The Philippine Competition Commission (PCC) is renewing its recommendation to amend the law that limits foreign equity in public services.

“During this time it is probably time to revisit the definition of public service to allow other players to come in. That’s what we are doing,” PCC Commissioner Annabelle C. Asuncion said in a press conference on Thursday.

The PCC in 2017 first backed amendments to the Public Service Act, including removing the foreign equity cap on the telecommunications and transportation industries.

The industries, which are considered public utilities, limit foreign ownership of the public utility company to 40%. The remaining 60% must be owned by Filipino citizens.

The law that defines the country’s public service utilities was first passed in 1936.

Ms. Asuncion told reporters after the press conference that the 60-40 requirement limits players that can enter a market.

“From the competition perspective, limited. Limited ‘yung possible players who will come in. Sinasabi nga namin in a globalized economy mas gusto mo talaga na maraming players (We said that in a globalized economy it is preferred to have numerous players),” she said.

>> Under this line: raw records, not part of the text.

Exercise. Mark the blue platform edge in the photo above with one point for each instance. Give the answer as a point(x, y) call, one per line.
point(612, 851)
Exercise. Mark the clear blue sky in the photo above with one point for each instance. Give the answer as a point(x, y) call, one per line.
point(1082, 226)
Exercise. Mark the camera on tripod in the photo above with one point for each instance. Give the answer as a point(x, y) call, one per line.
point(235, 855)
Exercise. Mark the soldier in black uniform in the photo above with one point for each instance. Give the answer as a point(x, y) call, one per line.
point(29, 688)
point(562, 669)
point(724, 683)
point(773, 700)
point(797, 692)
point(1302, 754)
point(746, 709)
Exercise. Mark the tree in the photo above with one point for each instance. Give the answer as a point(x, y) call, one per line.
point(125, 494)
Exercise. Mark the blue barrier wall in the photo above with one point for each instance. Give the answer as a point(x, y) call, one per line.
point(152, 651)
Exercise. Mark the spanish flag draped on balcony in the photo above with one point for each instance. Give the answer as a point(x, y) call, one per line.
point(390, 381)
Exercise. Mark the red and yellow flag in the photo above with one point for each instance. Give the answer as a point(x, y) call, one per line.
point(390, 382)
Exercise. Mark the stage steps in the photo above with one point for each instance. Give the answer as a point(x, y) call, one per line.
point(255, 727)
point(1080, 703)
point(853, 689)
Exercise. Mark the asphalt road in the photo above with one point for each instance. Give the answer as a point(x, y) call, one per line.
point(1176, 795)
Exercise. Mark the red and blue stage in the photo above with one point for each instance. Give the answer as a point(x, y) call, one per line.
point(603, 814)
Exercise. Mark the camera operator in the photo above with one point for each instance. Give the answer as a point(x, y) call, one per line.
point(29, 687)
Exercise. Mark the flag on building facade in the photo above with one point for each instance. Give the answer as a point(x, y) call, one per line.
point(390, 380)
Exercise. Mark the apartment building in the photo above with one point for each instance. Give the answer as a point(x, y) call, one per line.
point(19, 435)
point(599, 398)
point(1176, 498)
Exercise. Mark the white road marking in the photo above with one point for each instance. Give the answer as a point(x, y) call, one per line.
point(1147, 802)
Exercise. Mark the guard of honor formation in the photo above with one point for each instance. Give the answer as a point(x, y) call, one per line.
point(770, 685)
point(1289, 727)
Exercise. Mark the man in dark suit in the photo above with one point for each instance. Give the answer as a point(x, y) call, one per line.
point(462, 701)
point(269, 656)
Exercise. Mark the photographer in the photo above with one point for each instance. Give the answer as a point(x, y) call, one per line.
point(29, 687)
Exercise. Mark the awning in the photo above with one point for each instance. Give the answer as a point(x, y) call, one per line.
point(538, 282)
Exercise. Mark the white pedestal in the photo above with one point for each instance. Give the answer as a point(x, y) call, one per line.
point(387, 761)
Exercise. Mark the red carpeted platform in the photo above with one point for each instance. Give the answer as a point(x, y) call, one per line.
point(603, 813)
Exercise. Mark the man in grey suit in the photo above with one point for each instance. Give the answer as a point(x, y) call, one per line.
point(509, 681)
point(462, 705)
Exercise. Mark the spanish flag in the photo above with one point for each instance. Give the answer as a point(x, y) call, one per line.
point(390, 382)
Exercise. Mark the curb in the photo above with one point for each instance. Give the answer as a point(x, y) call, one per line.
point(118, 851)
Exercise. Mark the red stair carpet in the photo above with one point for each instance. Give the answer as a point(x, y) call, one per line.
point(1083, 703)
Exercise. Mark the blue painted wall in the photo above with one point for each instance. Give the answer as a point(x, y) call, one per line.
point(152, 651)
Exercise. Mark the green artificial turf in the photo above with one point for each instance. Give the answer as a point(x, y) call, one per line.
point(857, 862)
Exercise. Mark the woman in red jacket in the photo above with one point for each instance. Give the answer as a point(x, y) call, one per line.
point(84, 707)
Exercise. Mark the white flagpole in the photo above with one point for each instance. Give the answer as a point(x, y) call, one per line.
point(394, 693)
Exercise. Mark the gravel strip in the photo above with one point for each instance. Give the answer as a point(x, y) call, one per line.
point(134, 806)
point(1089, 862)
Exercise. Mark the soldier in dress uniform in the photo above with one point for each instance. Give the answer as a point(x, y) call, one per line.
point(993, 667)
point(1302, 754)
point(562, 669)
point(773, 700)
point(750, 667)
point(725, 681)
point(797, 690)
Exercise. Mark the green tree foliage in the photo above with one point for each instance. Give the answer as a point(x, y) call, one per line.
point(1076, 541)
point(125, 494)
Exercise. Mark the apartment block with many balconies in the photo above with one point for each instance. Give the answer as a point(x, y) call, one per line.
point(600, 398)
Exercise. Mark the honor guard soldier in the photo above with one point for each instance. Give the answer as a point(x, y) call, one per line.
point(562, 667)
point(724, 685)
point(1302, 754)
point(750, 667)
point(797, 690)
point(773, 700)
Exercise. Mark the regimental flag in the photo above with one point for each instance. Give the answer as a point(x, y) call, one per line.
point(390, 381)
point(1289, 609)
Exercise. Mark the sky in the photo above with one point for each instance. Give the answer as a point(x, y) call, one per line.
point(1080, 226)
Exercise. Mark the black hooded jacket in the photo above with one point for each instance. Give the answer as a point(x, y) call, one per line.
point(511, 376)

The PCC’s position notes that public utilities should include only four sectors: electricity (and its transmission), gas or petroleum distribution, water distribution, and sewerage pipeline systems.

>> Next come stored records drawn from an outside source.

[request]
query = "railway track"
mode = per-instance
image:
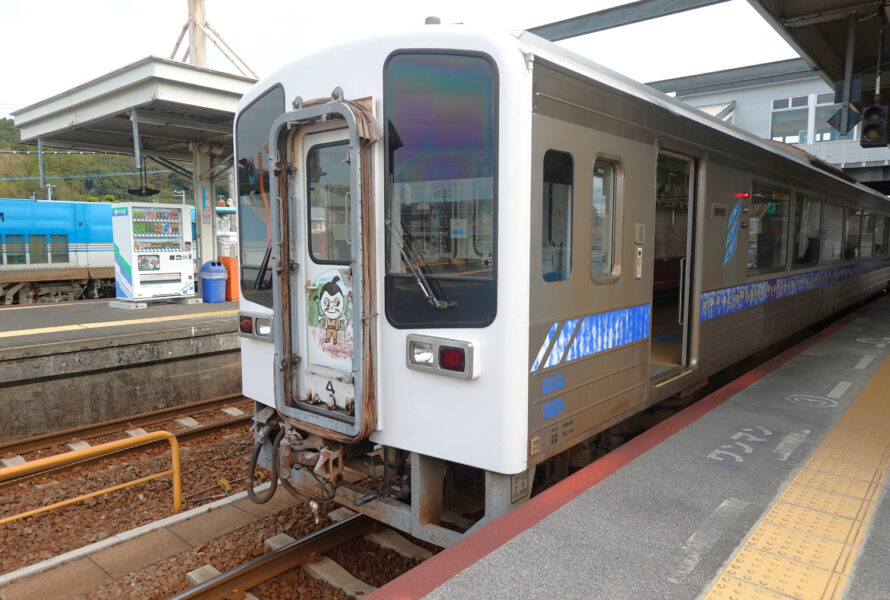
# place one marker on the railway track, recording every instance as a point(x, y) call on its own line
point(236, 582)
point(42, 442)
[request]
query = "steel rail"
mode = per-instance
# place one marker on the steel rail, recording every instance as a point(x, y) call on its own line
point(40, 442)
point(236, 582)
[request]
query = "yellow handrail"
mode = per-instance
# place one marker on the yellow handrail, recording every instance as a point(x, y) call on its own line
point(42, 463)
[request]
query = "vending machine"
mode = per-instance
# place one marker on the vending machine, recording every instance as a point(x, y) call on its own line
point(153, 255)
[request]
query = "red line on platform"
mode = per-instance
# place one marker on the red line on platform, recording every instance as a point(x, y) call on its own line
point(426, 577)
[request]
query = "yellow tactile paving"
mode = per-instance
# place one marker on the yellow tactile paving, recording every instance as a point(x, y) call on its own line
point(849, 455)
point(813, 522)
point(836, 484)
point(834, 504)
point(806, 544)
point(809, 549)
point(782, 575)
point(727, 588)
point(838, 467)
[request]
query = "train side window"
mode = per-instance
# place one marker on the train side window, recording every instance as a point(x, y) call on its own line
point(556, 234)
point(58, 248)
point(807, 224)
point(37, 249)
point(881, 236)
point(867, 239)
point(852, 232)
point(602, 234)
point(832, 233)
point(15, 249)
point(768, 229)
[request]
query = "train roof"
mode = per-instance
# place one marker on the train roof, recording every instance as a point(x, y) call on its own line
point(459, 35)
point(582, 65)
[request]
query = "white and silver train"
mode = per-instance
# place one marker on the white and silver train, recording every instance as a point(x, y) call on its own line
point(464, 254)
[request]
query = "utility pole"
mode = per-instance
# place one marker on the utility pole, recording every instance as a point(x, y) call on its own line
point(197, 37)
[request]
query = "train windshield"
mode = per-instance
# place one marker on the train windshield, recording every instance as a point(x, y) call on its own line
point(254, 230)
point(441, 166)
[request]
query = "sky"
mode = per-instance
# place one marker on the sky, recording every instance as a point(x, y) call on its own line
point(51, 46)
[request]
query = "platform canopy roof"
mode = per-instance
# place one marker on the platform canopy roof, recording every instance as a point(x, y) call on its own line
point(818, 30)
point(176, 104)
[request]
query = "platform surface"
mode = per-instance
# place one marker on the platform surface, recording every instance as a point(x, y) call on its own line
point(49, 323)
point(772, 488)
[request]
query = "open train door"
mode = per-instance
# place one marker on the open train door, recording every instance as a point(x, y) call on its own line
point(322, 202)
point(672, 274)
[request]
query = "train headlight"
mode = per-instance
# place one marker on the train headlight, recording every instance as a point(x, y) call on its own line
point(421, 353)
point(263, 327)
point(443, 356)
point(452, 359)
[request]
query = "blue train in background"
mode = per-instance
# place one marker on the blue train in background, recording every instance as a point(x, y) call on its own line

Sectors outside of this, PCC believes, should not necessarily be covered by the 60-40 rule.

“The point is, kailangan i-revisit ‘yung (there needs to be a revisit of the) definition ng public service. For example, telco — is it still a public service that requires 60-40, or is it a service that you can open up to foreign entities?”

The four suggested public utility sectors, she said, would create a natural monopoly.

Citing sewerage systems as an example, Ms. Asuncion said that competition would be inefficient for the sector.

“For it to be efficient for a player, for a business to enter into, kailangan niya (it would need to) mag-invest so much in terms of capitalization that for them to be able to recover their investment, they would have to have a wider scope dun sa pwede nilang pag-operate-an (in where they can operate),” she said.

“Natural monopoly ‘yan. Competition will not be efficient because if there are two players providing that kind of service within a small geographic area for example, they would probably die. Malulugi sila (They will lose money).”

PCC in an e-mail noted that the current bill to amend the act filed in the 18th Congress has taken note of their recommendations since 2017, “with some adopting our recommendations and adding that the PCC should be included in the technical team along with NEDA to determine whether other industries would be classified as public utilities.”

The House of Representatives in September began tackling House Bill 78, which if passed into law would give both the PCC and the National Economic and Development Authority power to recommend the public utility classifications of industries.

The criteria for the recommendation includes that the service is necessary to the public, a natural monopoly, regularly distributes the commodity service to the public, is necessary for the life and occupation of residents, and that the commodity or service is obligated to provide adequate service to the public on demand.

The bill is currently pending plenary approval in the House of Representatives and is pending at the committee level at the Senate.

Commissioner Johannes Benjamin R. Bernabe said that the companies still need to be regulated even if equity limitations are relaxed.

Ms. Asuncion added those companies in industries no longer considered public utilities would still be regulated by the relevant sector regulator.